At Neptune, we have a quite ambitious goal of becoming an MLOps standard for data scientists worldwide. Our platform is a metadata repository built for research and production teams that run multiple ML experiments.
Our team is growing – we are on the lookout for a Senior Site Reliability Engineer who will ensure that our production services are always up and running. You’ll be responsible for the reliability and usability of the developer platform (CI/CD). Among your tasks will be driving initiatives to improve the API error rate and latency.
You’ll have a lot of independence and space to test your creative ideas. We are looking for a self-driven, hands-on, and proactive person who is not afraid to take responsibility for the outcome.
In this role, you will:
- Own and operate platform and storage services like Kubernetes, Kafka, Elasticsearch, MySQL;
- Monitor the infrastructures utilization and plan capacity;
- Own the service level health indicators: Service Level Metrics & Service Level Objectives;
- Own the developer platform: CI/CD;
- Own the installation/upgrade process for on-prem deployments;
- Build tools and design processes that help improve observability and system resiliency;
- Establish design patterns for monitoring, benchmarking, and deploying new features for the backend services;
- Automate and operationalize engineering tasks – data migrations, capacity changes, etc.

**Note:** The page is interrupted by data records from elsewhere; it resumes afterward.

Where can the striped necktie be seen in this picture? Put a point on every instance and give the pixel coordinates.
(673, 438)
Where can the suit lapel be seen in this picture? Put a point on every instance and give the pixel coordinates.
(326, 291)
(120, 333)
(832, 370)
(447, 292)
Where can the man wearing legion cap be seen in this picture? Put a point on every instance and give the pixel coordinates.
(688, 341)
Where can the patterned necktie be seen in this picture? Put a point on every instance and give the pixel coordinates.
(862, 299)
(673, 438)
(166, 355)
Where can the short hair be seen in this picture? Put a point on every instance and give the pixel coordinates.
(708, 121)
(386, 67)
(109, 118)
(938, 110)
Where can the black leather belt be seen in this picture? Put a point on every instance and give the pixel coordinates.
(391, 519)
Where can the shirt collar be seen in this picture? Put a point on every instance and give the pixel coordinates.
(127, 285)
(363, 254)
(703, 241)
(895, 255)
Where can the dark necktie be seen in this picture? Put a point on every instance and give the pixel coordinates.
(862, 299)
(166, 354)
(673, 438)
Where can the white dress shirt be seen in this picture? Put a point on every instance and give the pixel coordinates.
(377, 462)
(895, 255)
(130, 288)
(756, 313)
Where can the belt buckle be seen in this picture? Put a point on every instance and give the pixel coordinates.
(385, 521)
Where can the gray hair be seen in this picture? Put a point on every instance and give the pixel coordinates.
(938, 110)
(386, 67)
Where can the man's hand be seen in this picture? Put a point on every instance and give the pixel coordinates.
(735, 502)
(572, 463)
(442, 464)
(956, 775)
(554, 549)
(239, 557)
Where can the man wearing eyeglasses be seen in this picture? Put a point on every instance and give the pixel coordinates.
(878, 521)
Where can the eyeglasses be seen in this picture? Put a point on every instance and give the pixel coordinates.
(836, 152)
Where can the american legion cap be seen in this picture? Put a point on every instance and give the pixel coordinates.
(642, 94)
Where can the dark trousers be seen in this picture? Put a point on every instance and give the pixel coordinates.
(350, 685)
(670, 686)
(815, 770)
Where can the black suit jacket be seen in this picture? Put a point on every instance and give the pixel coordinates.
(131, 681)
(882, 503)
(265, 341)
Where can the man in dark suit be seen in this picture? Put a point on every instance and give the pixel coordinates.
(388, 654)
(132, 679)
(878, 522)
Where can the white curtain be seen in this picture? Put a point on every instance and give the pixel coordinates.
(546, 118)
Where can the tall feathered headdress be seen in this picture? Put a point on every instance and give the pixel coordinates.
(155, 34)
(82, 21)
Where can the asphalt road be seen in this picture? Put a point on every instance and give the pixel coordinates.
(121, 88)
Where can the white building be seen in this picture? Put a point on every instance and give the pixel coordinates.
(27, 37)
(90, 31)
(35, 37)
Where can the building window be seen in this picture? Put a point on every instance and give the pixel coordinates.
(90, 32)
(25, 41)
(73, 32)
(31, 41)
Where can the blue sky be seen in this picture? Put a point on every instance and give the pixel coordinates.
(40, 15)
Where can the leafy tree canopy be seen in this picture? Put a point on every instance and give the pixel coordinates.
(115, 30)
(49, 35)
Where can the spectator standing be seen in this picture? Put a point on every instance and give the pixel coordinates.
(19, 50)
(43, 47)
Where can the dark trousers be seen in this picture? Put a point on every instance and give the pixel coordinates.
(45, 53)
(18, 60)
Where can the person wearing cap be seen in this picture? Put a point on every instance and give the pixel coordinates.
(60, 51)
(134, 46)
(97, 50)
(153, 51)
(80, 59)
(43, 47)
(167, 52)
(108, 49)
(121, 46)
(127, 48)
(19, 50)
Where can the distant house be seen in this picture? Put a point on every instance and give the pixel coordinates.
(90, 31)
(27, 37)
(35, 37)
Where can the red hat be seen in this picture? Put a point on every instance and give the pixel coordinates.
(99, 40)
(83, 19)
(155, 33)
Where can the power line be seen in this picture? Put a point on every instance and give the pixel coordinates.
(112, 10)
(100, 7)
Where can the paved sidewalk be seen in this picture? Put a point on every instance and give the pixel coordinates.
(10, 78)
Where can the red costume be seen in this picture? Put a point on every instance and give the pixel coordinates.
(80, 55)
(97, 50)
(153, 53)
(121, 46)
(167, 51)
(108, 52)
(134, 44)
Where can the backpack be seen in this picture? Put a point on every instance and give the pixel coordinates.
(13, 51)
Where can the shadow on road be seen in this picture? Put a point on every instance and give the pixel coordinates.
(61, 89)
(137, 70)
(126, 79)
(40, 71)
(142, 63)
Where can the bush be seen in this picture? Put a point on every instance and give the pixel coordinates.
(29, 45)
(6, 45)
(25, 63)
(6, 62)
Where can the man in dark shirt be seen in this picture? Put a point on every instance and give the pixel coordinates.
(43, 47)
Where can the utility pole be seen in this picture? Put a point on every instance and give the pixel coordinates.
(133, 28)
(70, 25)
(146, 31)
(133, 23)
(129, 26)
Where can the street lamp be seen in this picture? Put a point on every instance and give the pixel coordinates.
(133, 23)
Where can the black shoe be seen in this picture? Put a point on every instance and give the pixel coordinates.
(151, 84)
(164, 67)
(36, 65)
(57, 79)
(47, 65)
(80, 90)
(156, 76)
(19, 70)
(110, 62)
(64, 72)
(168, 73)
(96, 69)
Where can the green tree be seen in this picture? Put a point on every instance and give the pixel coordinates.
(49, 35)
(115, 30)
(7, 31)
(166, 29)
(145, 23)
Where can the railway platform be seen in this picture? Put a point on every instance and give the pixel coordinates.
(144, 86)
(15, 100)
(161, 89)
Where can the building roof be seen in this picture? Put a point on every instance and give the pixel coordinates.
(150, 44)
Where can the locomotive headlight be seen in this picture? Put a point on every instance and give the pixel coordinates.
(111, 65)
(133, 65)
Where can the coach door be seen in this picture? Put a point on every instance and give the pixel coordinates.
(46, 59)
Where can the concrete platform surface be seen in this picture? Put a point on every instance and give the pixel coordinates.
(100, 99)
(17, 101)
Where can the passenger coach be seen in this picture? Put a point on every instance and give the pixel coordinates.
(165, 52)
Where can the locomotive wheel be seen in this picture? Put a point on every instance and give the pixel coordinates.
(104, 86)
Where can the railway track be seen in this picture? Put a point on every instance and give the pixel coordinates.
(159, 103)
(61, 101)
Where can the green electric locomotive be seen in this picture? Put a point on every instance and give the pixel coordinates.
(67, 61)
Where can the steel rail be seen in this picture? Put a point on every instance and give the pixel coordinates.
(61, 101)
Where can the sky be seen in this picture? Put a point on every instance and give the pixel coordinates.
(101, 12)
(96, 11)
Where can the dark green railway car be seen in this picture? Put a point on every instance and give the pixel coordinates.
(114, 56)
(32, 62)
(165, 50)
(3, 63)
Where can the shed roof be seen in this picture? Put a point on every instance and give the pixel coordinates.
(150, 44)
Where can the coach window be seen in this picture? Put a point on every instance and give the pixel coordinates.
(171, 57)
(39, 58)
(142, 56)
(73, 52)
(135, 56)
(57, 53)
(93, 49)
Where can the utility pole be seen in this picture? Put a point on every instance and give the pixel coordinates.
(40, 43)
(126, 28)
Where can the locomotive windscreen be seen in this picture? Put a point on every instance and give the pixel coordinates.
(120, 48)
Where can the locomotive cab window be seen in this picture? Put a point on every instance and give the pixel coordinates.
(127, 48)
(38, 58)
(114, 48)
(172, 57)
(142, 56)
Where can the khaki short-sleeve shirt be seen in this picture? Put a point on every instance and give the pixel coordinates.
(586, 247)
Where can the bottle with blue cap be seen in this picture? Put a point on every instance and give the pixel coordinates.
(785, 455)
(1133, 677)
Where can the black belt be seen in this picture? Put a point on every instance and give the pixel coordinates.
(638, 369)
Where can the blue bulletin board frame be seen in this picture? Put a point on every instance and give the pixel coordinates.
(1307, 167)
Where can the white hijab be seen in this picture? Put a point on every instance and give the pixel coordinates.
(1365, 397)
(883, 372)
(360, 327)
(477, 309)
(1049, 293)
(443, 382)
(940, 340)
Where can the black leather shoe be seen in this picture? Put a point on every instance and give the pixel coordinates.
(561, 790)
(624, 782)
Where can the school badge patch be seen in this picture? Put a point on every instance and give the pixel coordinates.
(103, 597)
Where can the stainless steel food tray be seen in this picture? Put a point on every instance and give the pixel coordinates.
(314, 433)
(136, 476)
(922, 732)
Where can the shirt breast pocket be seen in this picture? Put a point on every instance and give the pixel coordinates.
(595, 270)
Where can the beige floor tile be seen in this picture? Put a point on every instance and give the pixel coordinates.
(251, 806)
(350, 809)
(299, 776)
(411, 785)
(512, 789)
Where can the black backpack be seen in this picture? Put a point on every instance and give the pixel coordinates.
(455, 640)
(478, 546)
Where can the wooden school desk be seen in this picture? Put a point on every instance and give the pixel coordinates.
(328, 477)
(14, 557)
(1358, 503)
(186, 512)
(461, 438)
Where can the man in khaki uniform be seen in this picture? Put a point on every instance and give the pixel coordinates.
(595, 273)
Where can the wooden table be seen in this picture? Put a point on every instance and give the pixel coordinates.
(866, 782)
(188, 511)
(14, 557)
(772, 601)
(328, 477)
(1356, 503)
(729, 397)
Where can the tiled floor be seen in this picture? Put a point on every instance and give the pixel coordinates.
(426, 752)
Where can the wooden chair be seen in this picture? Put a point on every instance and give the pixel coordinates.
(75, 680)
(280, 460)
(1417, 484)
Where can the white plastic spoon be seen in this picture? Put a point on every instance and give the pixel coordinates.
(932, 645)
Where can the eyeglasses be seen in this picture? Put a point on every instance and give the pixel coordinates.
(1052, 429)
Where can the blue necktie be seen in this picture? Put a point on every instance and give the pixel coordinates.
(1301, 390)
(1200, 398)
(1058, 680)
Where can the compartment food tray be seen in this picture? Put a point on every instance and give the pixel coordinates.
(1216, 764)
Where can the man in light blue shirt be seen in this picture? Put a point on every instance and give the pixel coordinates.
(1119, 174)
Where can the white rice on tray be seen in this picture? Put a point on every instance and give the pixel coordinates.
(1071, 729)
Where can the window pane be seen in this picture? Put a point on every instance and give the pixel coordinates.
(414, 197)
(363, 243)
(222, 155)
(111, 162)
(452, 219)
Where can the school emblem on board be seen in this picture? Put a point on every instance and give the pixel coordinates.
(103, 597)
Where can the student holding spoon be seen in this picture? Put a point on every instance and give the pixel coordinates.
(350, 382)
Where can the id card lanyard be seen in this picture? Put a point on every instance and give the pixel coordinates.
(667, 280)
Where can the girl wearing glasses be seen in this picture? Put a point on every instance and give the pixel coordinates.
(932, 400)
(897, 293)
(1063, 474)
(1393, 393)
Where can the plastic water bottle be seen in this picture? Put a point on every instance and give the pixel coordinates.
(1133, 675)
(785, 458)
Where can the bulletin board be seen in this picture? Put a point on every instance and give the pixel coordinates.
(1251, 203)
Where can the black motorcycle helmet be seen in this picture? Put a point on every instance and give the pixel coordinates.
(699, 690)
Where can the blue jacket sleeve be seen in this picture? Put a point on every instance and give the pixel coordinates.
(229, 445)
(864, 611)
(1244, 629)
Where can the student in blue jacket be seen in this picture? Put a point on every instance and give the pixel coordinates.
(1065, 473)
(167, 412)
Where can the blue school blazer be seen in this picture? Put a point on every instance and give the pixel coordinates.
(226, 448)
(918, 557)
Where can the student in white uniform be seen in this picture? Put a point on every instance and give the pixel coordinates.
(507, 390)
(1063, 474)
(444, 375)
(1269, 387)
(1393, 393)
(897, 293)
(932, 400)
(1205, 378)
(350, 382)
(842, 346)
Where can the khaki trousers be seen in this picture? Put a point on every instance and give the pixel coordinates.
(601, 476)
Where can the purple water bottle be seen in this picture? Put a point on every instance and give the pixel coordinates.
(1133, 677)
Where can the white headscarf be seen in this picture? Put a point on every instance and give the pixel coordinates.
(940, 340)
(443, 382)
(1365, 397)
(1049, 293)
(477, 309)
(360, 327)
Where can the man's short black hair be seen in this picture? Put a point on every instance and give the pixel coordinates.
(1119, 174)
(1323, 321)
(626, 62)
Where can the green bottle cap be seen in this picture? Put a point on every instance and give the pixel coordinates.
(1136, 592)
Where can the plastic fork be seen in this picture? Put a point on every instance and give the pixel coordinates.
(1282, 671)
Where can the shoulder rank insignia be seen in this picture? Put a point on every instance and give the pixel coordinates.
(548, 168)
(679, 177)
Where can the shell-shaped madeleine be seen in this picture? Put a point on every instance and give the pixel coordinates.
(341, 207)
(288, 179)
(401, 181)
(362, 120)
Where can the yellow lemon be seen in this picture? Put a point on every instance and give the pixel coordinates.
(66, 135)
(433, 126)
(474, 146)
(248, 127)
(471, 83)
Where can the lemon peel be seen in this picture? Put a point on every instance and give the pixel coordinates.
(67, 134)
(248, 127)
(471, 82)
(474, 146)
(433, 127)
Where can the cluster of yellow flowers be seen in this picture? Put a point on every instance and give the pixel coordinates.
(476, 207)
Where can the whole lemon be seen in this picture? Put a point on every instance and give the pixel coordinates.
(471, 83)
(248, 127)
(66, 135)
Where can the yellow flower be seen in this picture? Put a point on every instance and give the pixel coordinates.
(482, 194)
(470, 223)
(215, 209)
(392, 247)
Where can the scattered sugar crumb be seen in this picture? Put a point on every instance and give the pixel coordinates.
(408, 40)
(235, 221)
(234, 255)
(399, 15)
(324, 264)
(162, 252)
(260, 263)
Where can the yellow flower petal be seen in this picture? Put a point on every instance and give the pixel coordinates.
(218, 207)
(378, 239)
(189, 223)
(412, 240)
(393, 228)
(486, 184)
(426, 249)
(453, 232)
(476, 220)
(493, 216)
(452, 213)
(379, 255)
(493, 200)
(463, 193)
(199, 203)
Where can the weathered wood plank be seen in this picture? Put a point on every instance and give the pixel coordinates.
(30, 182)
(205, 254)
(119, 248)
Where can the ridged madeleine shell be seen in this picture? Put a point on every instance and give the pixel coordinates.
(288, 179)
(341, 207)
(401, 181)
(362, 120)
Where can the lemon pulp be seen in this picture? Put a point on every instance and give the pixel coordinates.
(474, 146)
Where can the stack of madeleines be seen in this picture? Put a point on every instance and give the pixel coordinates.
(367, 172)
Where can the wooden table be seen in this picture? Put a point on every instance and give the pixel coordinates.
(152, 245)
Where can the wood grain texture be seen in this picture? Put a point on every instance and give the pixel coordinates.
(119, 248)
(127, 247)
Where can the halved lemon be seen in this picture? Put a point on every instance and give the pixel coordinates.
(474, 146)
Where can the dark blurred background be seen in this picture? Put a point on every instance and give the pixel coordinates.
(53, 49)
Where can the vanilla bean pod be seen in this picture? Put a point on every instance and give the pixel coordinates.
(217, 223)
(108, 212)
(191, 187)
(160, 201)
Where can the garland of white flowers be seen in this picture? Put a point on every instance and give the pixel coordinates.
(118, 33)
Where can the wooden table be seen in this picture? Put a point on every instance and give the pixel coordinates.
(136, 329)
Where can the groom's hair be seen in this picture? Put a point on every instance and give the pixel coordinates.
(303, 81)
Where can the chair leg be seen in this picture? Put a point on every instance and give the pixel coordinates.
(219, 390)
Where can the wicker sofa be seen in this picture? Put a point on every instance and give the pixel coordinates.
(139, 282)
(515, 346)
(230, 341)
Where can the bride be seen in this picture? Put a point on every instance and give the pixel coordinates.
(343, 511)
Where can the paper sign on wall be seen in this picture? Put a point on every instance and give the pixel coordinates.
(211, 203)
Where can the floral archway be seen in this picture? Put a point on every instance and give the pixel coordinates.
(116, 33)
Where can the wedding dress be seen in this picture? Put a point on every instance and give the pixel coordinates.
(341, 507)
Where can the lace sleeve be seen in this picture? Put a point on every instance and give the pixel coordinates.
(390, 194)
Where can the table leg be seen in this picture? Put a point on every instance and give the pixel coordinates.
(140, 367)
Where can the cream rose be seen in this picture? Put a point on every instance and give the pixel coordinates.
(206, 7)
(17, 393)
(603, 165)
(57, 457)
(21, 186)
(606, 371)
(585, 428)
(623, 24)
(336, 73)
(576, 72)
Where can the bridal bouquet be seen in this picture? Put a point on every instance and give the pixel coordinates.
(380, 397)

- 5+ years of experience in a Site Reliability Engineer, Backend Engineer or similar role;
- Coding experience in Java and/or Scala;
- Knowledge of Linux: administration, networking, containerization;
- Experience with and deep understanding of Kubernetes;
- Experience with MySQL and ElasticSearch;
- Good, communicative spoken and written English.
Nice to have:
- Coding experience in Python and/or Bash;
- CI/CD tools expertise;
- Experience with Helm;
- Experience with Kafka;
- Experience with Terraform.
We can offer:
- The thrill of building a world-class product for some of the most innovative people on Earth;
- Startup atmosphere, friendly working environment, and a lot of autonomy;
- Opportunity to learn, experiment with ideas, and grow;
- Competitive base salary and opportunity to participate in the Employee Stock Option Plan;
- Flexible working hours and fully remote work if you want;
- Multisport card, medical care, and free lunch at the office.